The deeper we move into our inner spiritual work, the more we become aware of the subtle temptations of the ego – especially those we would never have thought of as ego-attachments because our cultural conditioning tells us these are good and benevolent traits. For me, this has come more and more fully to light over the past 10 days – a time that has been deeply transformational albeit painful. The ego-attachment that presented itself to me (which admittedly has been presenting itself over the past many years in all its many guises) is that of SAVIOR.
What has hit me upside the head in the most painful and glorious way is the long-standing pattern within me of wanting to and believing I was capable of changing the world (or for that matter, changing anything or anyone around me.). I falsely believed that partially by my efforts, the world would/could become a kinder, gentler place. You know, kinda like Jesus. But the trick is that even Jesus was unable to change the world. By Jesus’ efforts, the world did not become kinder or gentler. Some might even argue that because of the acts done in Jesus’ name, the world became more violent. If the so-called savior of the Christian religion was unable to change a broken world, how could I believe my efforts would prove any more fruitful? As it turns out, they have not.
The threads of this savior-complex in me are long and deep. They reach back across time and generations and are tangled and intertwined with centuries of societal conditioning – the deception that says, “humanity can be saved and it’s your job to do it.” For 53 year I have believed this lie and given my heart and my soul to trying to “save” the people around me while also trying to save the world. I wholly admit that part of (maybe all of) my need to “save” is a projection of constantly feeling unsafe in this violent and fearful world. Instead of finding a way to make myself feel safe, I have turned my efforts outward. Ignoring my own safety needs, I have tried to save (help) others. Time and time and time again this has ended in failure.
As it turns out, it is not my job to save others. It is my job to save myself. I think of this in terms of The Titanic: “If the ship is sinking, the only one you can save is yourself.” (Unless you’re a mother with children, then you definitely risk your own life to save theirs.)
Coming to this awareness, confronting it and letting this attachment go has been excruciating. I’ve raged. I’ve wept. I’ve felt paralyzed by grief. At the same time, a profound liberation is taking place. IT IS NOT MY JOB TO SAVE THE WORLD! And I cannot help those who are unwilling to help themselves. All I can do is uncover what I need to feel safe, fulfilled, joyful, supported and loved in an otherwise broken and violent world, and bring these things into my life (including all the resources and tools I share here). In making and allowing this choice this is what I’ve discovered:
Freed of the burden of savior, space is made available for pure enjoyment, true freedom, and abundant and fulfilling love. Here, I AM enough!
Existential Crisis # 874. I have spent my whole life working toward saving the world. I think it started with a dream, but I believe this desire was present long before the dream. Somewhere inside me has always been this feeling that something is wrong. Something wrong with the world. Something wrong with the people around me. Something wrong with me.
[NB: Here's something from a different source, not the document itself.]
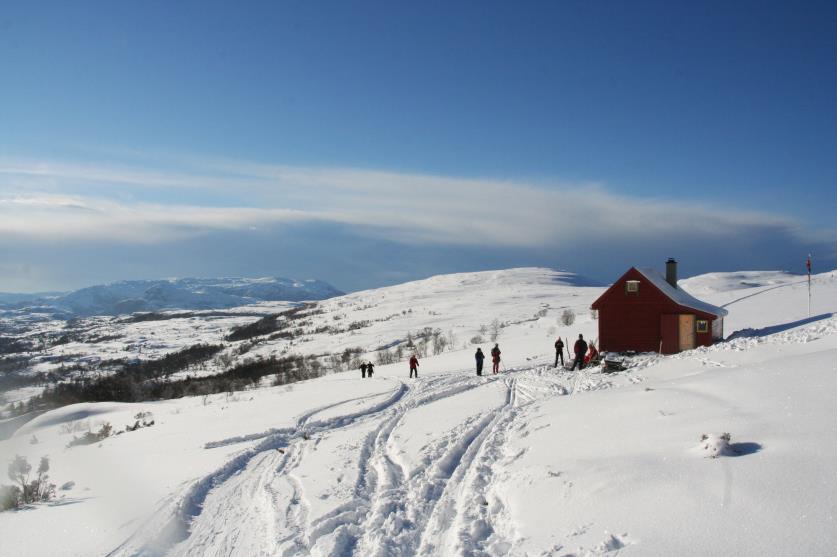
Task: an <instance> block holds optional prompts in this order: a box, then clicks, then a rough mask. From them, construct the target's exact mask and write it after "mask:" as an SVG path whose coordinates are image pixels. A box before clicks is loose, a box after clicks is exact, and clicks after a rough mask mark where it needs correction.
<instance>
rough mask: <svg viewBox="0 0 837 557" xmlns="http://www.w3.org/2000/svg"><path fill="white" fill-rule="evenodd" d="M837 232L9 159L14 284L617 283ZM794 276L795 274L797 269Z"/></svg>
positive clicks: (482, 193)
mask: <svg viewBox="0 0 837 557" xmlns="http://www.w3.org/2000/svg"><path fill="white" fill-rule="evenodd" d="M835 239H837V233H835V231H834V230H815V229H811V228H808V227H806V226H805V225H804V223H801V222H798V221H797V220H796V219H794V218H791V217H788V216H784V215H780V214H773V213H769V212H763V211H757V210H753V209H752V208H751V207H748V202H747V199H738V200H736V201H735V202H732V203H724V205H723V206H720V205H717V206H713V205H711V204H708V203H706V202H698V201H690V200H683V199H665V198H648V197H639V196H631V195H629V194H626V193H616V192H614V191H612V190H611V189H609V188H608V187H607V186H605V185H601V184H595V183H580V184H571V183H559V182H552V183H536V182H531V181H525V180H498V179H492V178H461V177H447V176H434V175H424V174H410V173H399V172H389V171H380V170H368V169H357V168H313V167H301V166H285V165H271V164H260V163H253V162H248V161H236V160H218V159H216V160H206V159H199V158H185V157H184V158H180V159H177V158H173V157H170V158H168V159H165V160H163V159H162V158H161V159H159V160H151V161H149V160H146V161H144V162H140V163H137V162H133V163H128V164H114V163H110V162H97V161H85V162H67V161H60V160H44V159H25V158H3V159H0V248H2V249H3V250H4V251H5V252H6V253H7V257H6V260H5V261H4V262H3V263H2V264H0V290H20V291H22V290H26V291H32V290H36V289H41V290H45V289H64V288H70V287H77V286H84V285H86V284H90V283H94V282H101V281H105V280H116V279H120V278H156V277H160V276H171V275H175V274H177V275H181V276H184V275H203V276H206V275H219V274H237V275H255V274H280V275H288V276H295V277H301V276H316V277H317V278H321V279H323V280H326V281H331V282H333V283H335V285H337V286H338V287H339V288H342V289H344V290H354V289H358V288H365V287H374V286H379V285H383V284H390V283H393V282H397V281H399V280H407V279H411V278H420V277H422V276H428V275H431V274H435V273H438V272H451V271H465V270H478V269H484V268H496V267H506V266H515V265H529V264H531V265H546V266H558V267H562V268H566V269H568V270H572V271H575V272H578V273H580V274H586V275H590V276H593V277H595V278H599V279H601V280H605V281H607V280H611V279H612V278H614V276H615V274H617V273H619V272H620V271H621V270H623V269H622V268H623V267H624V266H625V265H626V264H635V263H636V264H640V263H642V264H657V263H658V262H659V261H661V260H662V259H663V258H664V257H667V256H670V255H674V256H677V257H678V258H681V259H683V260H686V261H689V262H690V263H688V264H687V266H686V269H687V270H691V271H692V272H706V271H713V270H727V269H742V268H745V267H747V268H756V267H758V268H782V267H785V266H790V265H792V264H793V263H794V262H795V261H796V259H800V258H802V257H804V254H805V253H807V252H808V251H814V252H817V253H818V256H819V257H821V258H823V259H824V261H825V262H827V264H831V265H833V264H834V262H835V260H837V253H835V251H834V248H833V246H834V240H835ZM791 270H794V269H791Z"/></svg>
So, for 53 years, I have tried to fix that “something wrong.” Trying to fix this “something wrong” has been directed at myself, at those around me and at the world. Finding my way into ministry, spiritual counseling and then developing courses in support of people’s journey toward self-actualization (you know…the journey of “getting better”) fit perfectly into this inner drive to save myself, the people around me, and saving the world. For 26 years, my identity, my work, my creativity has been directed toward this idea of saving the world. But much of this, it seems, has come to an end (or is it a fulfillment?)
Yesterday, as I was sitting in the void which follows the end of what has been, facing down the consequences of the mission to which I have dedicated the last 26 years of my life and trying to find the fruits of these 26 years of really hard work (a few books, some happier people, some great relationships), I came upon a profound question:
What if there is nothing wrong and therefore nothing and no one to save?
Then my brain exploded.
Or did it?
When I look at this question from the perspective of the journey toward self-actualization, I find I might have come to the end (of course there’s never really an end) to my own journey. If the “goal” of self-actualization is Union with our true self and Union with the world, then it seems logical that in that place of Union all duality falls away. All perceived separation is brought together as one. In this, there is no “Us” and “Them,” we are all one in this journey we call life and we are all here to support each other’s awakening and journey toward wholeness. In this place of mutual support, there is no judgment. There is nothing wrong. Every single person is simply where they are on their journey. Period. As such, there is no one and nothing to “save.” When we think there is someone who needs saving, or we get our undies in a bundle over things of this world, it is because we remain in separation. When in Union we know and trust that all that is unfolding is doing so for the highest good and we are able to find peace and contentment within that unfolding (or at the very least, equanimity) and we realize that nothing is in need of saving.
That being said, there are tools that help us along the way and until I am shown otherwise, I am happy to share the tools that came through me and have worked for me in finding release from the perceived separation that has made me want to save a world that as it turns out, doesn’t need saving.